Remember, remember, the 5th of November, the gunpowder, treason and plot. I know of no reason why the gunpowder treason should ever be forgot.
So for this month I had lots of really cool topics I wanted to share with you, but every time I started writing I quickly realised that I'm not really an expert on that stuff. I decided I should spend some time learning about those topics before bringing them to you so I can unpick them piece by piece and do them justice by showing you how cool they really are. So instead I decided to go back a little bit and look at something I do know a lot about, and something that I don't really think gets enough airtime in the modern CyberSec world.
WSdLo8m90AE=
decipher it.
Pretty basic right? That's all the information I gave to my team of hackers a year and four months ago. Go ahead, see if you can figure it out without continuing if you like, I wouldn't worry though, in good time I did post the answer and explained it all for them to see after disappointingly not receiving a single correct answer in 5 days. So it must be a real toughie then right? Not really no, it's actually fairly trivial you just have to look at it in the right way. Also no, the team of hackers aren't stupid, in fact on the contrary, there's rarely a puzzle I can come up with they can't solve so I have the utmost respect for the community, this one though, seemed to completely stump them. The reason I suspect, is where it comes from, because its a bit of an obscure field compared to the circles hackers travel in.

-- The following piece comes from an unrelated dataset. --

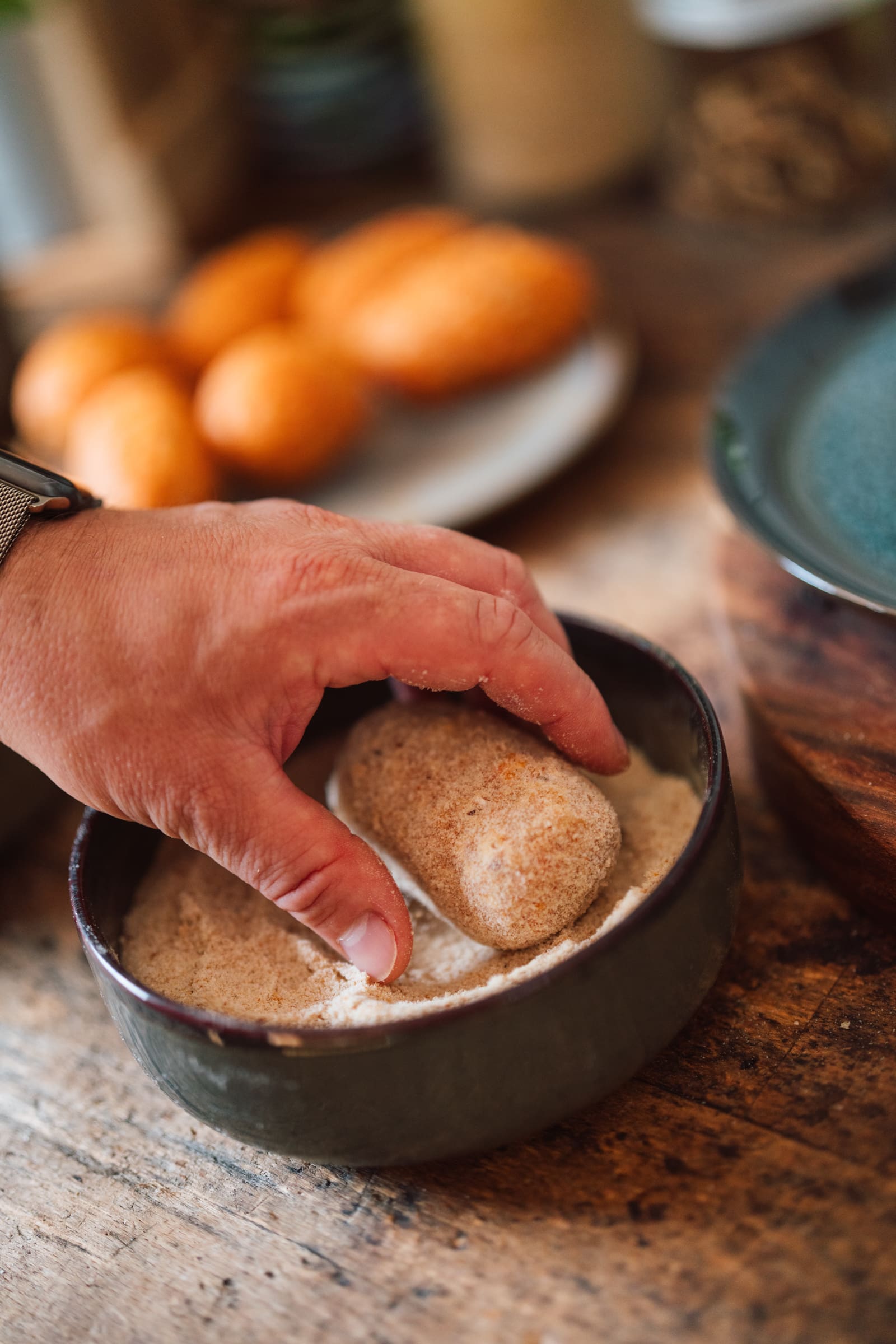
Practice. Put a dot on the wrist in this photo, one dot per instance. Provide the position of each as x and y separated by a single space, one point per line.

Enough chitchat, let's rip this thing apart and analyze the components. Anyone familiar with this sort of puzzle will immediately recognise that as a Base64 string, so they'll open up something like CyberChef to decipher it back into ASCII encoding (UTF-8 these days really but useful to know where it comes from) . If you do that you should get something like Y'K£É½Ð
which is clearly not English so there's something a bit cleverer going on here.
In previous puzzles I'd done tricks like write something in a different language or used different character sets to obscure the solution, but this time that's not the case. After a little bit of faffing around a hacker usually realises its gibberish and stops trying to translate it and instead looks at it as a form of data. Base64 is more than just a character encoding after all, it is used in storing and sending all manner of information, including but not limited to images.

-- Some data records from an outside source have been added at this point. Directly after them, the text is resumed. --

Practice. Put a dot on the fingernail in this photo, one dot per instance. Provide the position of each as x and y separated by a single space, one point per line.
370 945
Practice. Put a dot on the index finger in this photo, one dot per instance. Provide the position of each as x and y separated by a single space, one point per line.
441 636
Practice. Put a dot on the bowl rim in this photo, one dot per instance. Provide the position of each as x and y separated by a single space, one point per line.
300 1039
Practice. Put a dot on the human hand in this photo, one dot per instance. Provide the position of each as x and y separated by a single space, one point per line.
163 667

Sure enough if you strip it down to its base parts you'll be able to uncover this 59 27 4b a3 c9 bd d0 01
in Hexadecimal, which looks like this 01011001 00100111 01001011 10100011 11001001 10111101 11010000 00000001
in Binary. Which you use is usually a matter of personal preference depending which you're better at spotting patterns with, I personally find hex more descriptive and shorter, but it can allow you to miss patterns if they don't follow a common base. As before its trivial for CyberChef to make these conversions for you.

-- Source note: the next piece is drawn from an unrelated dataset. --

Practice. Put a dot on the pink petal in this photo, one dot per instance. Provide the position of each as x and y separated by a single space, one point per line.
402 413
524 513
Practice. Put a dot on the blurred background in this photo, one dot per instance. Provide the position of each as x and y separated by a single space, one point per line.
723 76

This is where most people seem to get stuck, the layout of the digits is alien to them and they seem to lack the fundamental knowledge to crack the code. The bit that matters here is the binary string as its much more tricky to spot the pattern in hex. A note on formatting though, a binary string is in actuality a endless string of binary digits, I've asked it to add spaces every byte to make it easier to read but really it's a contiguous stream of ones and zeroes and the spacings could be arbitrary especially in the event of offsets.
So, what next? Well, there's a subtle giveaway in that its exactly 8 bytes or 64 bits long. Also, notice how the end is mostly a string of zeroes? That's what they call padding, it means what we're looking at here is something slightly shorter than 64 bits that has been expanded to 64 bits for some reason, but why? and what? Well first lets look at the last bit, why is that not a 0? The most obvious reason is because it's a checksum or more specifically its a parity bit, and that should be all the clue really needed to solve this.
Parity when used is rarely on its own, and if there are more, it may explain why this string seems like gibberish, so upon finding one the next thing you should do is start looking through parity schemes to find something that makes the data make sense. It shouldn't take you too long of a search to find something about Hamming Codes and that is the key you need to unlock this string.
Hamming Codes are how you not only ensure data can be validated at the other end, but in low error rates, you can even rebuild the correct stream as it was originally intended despite only receiving corrupted data. Now if you're a data and communication geek like me that will sound really cool, if not that's a shame because it is this sort of code that ensures you only need to send data once and the other end receives the instructions correctly, which is really important if you're trying to tell the Voyager probes what to do because you can't just fly out there and fix them.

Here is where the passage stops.